Pearce confirmed the ATC had struck a deal with Patinack Farm whereby prizemoney won by their runners would be used to counterbalance monies owed to the club.
“We’ve agreed to an offset arrangement with them to offset prizemoney against some debt,” Pearce said.
“The debt was cleared for a period of time but obviously they’ve got ongoing training and sponsorship commitments and they need to keep winning prizemoney for that arrangement to work.”
News Limited reported that at one stage Patinack Farm owed the ATC almost $190,000.
Pearce would not confirm if that figure was correct and said such details were confidential, however he did confirm it was “a substantial amount of money for us to take the offset action, but we’ve done that and we’re moving forward”.
Patinack Farm’s Sydney operation is based at Randwick under head trainer John Thompson.
Thompson produced exciting filly Nechita for a Group One win at Flemington during the spring carnival and when questioned about his boss Tinkler, Thompson became visibly emotional.
Thompson later revealed on Sydney radio that the stables’ horses had been forced to go without feed due to the operation’s inability to pay for it.
He also confirmed Patinack had been given its marching orders from a private training facility at Hawkesbury because of rental arrears.

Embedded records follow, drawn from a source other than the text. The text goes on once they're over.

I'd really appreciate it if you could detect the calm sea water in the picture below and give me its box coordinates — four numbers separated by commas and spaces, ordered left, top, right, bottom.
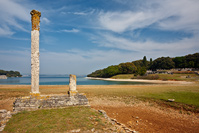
0, 76, 151, 85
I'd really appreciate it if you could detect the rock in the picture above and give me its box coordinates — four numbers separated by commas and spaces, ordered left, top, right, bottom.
168, 99, 175, 102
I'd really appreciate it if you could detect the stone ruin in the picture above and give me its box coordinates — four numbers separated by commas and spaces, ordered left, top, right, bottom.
13, 10, 89, 112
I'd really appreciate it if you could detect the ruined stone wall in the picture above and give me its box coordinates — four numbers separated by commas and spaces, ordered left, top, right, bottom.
13, 94, 88, 111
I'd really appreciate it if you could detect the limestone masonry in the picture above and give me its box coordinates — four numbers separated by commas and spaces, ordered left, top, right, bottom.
69, 74, 77, 96
30, 10, 41, 95
13, 10, 89, 112
13, 94, 88, 112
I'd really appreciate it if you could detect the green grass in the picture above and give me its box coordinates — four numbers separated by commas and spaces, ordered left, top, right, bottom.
78, 84, 199, 109
111, 74, 199, 81
4, 107, 109, 133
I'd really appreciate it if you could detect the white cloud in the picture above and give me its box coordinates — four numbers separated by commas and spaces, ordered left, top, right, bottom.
59, 29, 79, 33
98, 0, 199, 33
73, 12, 87, 16
93, 33, 199, 56
0, 49, 133, 75
41, 17, 50, 24
0, 0, 30, 35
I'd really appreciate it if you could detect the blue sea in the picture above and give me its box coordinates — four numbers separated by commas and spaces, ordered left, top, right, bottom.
0, 75, 151, 85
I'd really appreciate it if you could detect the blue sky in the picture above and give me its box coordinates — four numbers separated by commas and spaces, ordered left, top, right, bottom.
0, 0, 199, 75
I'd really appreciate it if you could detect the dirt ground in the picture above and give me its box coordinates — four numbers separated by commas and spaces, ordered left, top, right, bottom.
0, 86, 199, 133
91, 99, 199, 133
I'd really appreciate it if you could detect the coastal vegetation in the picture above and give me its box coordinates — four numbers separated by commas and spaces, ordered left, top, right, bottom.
0, 70, 22, 77
111, 73, 199, 81
87, 53, 199, 78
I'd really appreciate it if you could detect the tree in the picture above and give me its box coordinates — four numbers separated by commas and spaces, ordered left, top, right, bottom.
119, 62, 137, 74
151, 57, 175, 70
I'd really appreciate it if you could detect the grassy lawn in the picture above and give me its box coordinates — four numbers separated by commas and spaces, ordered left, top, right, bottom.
0, 83, 199, 109
77, 85, 199, 111
4, 107, 110, 133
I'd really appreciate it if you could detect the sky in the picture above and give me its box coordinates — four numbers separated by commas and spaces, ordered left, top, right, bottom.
0, 0, 199, 75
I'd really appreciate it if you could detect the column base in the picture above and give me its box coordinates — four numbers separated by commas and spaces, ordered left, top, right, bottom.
68, 91, 78, 96
30, 92, 40, 97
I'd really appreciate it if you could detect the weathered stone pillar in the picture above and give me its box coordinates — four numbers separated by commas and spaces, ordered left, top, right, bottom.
69, 74, 77, 96
30, 10, 41, 96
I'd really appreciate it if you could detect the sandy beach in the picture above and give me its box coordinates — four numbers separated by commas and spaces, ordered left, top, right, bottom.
86, 77, 192, 84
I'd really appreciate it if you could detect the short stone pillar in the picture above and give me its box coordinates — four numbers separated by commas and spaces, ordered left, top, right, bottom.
30, 10, 41, 96
69, 74, 77, 96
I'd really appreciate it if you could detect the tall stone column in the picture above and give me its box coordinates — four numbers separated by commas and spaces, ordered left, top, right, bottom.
69, 74, 77, 96
30, 10, 41, 96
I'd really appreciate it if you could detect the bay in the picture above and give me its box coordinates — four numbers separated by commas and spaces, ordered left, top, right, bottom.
0, 76, 152, 85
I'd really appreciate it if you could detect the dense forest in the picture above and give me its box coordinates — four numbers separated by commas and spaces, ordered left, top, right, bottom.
0, 70, 22, 77
87, 53, 199, 78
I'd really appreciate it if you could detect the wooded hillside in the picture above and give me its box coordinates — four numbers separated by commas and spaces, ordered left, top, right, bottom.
87, 53, 199, 78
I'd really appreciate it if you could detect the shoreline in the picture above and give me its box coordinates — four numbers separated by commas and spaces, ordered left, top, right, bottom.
86, 77, 193, 84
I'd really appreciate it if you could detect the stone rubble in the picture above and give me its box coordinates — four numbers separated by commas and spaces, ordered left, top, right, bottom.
13, 94, 89, 112
0, 109, 12, 132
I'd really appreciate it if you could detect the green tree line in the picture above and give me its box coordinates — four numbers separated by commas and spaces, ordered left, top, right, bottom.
0, 70, 22, 77
87, 53, 199, 78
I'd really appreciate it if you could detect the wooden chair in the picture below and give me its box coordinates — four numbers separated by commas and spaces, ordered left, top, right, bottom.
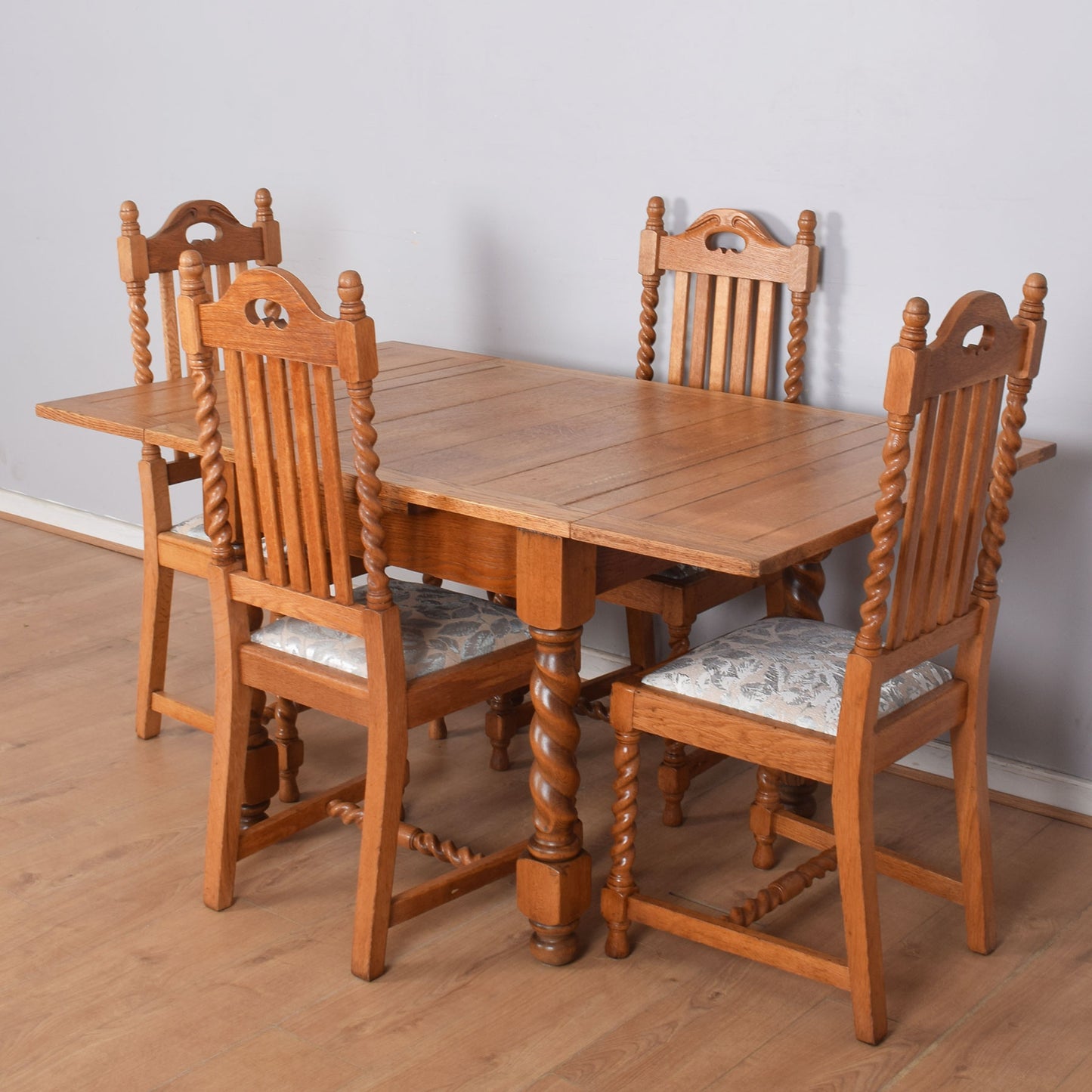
180, 251, 534, 979
602, 274, 1046, 1043
601, 198, 820, 827
118, 189, 317, 800
486, 198, 820, 786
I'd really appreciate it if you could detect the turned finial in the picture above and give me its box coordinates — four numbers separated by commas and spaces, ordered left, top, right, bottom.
899, 296, 930, 348
178, 250, 206, 296
1020, 273, 1046, 320
255, 186, 273, 221
121, 201, 140, 235
645, 198, 664, 231
338, 270, 366, 319
796, 209, 815, 247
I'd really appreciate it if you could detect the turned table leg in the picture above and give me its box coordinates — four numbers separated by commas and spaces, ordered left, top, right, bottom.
780, 550, 830, 819
515, 531, 596, 967
516, 626, 592, 967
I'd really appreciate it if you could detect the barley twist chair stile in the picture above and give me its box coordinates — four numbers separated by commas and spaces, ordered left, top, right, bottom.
118, 189, 312, 815
181, 252, 534, 979
602, 274, 1046, 1043
601, 198, 822, 827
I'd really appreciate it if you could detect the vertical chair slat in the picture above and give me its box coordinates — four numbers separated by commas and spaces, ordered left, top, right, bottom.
750, 280, 778, 398
314, 368, 353, 603
224, 351, 265, 580
886, 398, 937, 648
922, 387, 982, 633
955, 377, 1004, 613
243, 353, 287, 587
667, 273, 690, 383
905, 392, 953, 640
288, 360, 329, 595
159, 270, 182, 379
265, 357, 308, 591
729, 278, 754, 394
936, 385, 996, 626
709, 277, 735, 391
685, 273, 713, 387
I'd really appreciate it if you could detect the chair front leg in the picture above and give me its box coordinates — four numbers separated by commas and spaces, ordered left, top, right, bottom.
834, 761, 886, 1043
750, 766, 784, 868
599, 729, 641, 959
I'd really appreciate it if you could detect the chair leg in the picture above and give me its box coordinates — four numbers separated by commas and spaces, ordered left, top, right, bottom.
750, 766, 782, 868
951, 713, 997, 955
599, 729, 641, 959
834, 765, 886, 1043
485, 690, 524, 772
204, 678, 258, 910
351, 710, 408, 982
273, 698, 304, 804
626, 607, 656, 670
656, 739, 690, 827
137, 550, 175, 739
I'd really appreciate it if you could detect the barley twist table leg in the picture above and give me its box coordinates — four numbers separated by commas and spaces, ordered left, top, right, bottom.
516, 626, 591, 965
780, 550, 830, 819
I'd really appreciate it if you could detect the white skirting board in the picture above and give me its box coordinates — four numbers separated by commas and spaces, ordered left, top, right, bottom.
0, 489, 144, 549
8, 489, 1092, 815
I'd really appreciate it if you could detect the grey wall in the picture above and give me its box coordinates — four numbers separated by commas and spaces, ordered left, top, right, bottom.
0, 0, 1092, 778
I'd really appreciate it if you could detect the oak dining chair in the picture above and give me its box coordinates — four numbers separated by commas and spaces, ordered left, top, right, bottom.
180, 251, 534, 979
118, 189, 317, 800
601, 196, 820, 827
602, 274, 1046, 1043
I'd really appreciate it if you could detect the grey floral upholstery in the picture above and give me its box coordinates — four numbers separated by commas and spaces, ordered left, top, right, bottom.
645, 618, 952, 735
250, 580, 530, 679
170, 512, 209, 542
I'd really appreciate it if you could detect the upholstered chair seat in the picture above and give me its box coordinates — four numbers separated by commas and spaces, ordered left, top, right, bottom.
645, 618, 952, 736
170, 512, 209, 542
250, 580, 530, 679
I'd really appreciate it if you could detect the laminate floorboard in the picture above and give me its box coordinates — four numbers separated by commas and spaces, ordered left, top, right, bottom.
0, 521, 1092, 1092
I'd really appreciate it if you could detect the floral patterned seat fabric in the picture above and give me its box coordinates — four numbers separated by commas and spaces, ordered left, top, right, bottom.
170, 512, 209, 542
250, 580, 530, 679
645, 618, 952, 736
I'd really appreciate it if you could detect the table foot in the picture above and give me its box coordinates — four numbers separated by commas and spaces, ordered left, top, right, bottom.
515, 849, 592, 967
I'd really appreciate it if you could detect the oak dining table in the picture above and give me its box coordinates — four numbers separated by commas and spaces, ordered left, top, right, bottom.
37, 342, 1055, 964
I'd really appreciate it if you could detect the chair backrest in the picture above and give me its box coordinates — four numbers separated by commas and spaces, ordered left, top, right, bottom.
856, 273, 1046, 655
179, 251, 391, 633
636, 198, 819, 402
118, 189, 280, 383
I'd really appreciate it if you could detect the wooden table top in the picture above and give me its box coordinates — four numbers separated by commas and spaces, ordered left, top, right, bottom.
37, 342, 1056, 576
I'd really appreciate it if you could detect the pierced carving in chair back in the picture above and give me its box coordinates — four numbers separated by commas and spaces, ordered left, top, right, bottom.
636, 198, 819, 402
118, 189, 280, 383
180, 251, 391, 620
856, 273, 1046, 655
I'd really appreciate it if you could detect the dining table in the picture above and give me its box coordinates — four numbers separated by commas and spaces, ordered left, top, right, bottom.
37, 342, 1055, 964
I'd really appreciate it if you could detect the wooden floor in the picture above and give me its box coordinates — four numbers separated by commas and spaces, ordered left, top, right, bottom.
0, 521, 1092, 1092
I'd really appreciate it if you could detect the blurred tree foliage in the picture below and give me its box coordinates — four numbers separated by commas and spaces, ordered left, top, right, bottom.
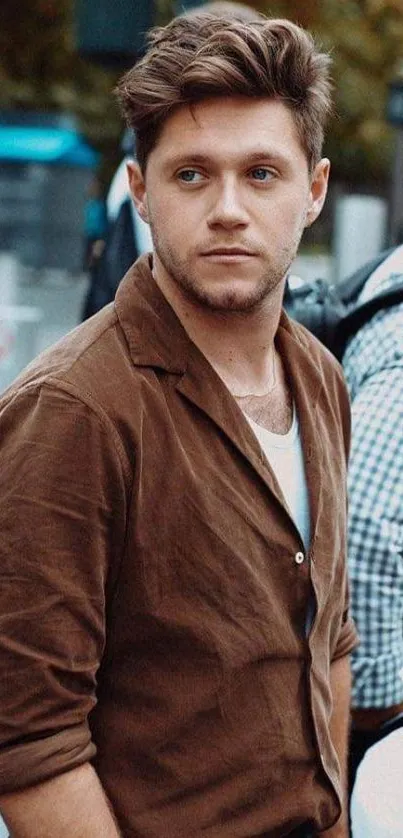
0, 0, 403, 188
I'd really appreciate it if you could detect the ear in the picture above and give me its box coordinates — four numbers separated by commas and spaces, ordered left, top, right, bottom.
305, 157, 330, 227
127, 160, 148, 223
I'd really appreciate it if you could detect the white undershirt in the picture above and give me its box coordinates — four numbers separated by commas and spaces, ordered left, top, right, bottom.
244, 407, 311, 550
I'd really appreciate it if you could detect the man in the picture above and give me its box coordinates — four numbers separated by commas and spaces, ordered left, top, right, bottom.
343, 245, 403, 796
0, 15, 356, 838
81, 0, 260, 320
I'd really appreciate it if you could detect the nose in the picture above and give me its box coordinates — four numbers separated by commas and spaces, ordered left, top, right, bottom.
208, 178, 249, 230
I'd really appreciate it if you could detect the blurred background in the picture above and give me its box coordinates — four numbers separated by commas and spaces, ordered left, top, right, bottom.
0, 0, 403, 391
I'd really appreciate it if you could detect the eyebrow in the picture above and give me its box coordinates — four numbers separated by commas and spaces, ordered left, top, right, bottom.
166, 148, 290, 168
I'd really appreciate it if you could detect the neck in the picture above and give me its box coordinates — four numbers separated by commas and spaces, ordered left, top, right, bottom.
153, 254, 285, 395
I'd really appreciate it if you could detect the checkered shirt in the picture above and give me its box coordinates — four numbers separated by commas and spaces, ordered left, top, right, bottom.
343, 262, 403, 707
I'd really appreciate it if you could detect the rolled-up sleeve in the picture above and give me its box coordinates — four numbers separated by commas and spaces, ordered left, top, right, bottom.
0, 386, 126, 793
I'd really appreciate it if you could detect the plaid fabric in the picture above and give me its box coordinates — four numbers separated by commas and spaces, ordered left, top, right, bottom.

Only last month they offloaded over 300 of their horses at a reduction sale at the Gold Coast.
Tinkler has been under heavy media scrutiny in recent months as his once burgeoning empire shows signs of cracking.
He has an almost 20 per cent stake in Whitehaven Coal whose share price has more than halved in the past six months.
Pearce is keen to see Patinack Farm remain a viable racing operation and says their sponsorship support and runner numbers are vital cogs in Sydney racing.
“We’re hoping they can turn the corner because it’s good for racing if they can, but with all of the press recently we’ve got to keep a very close watching brief on how they’re travelling,” he said.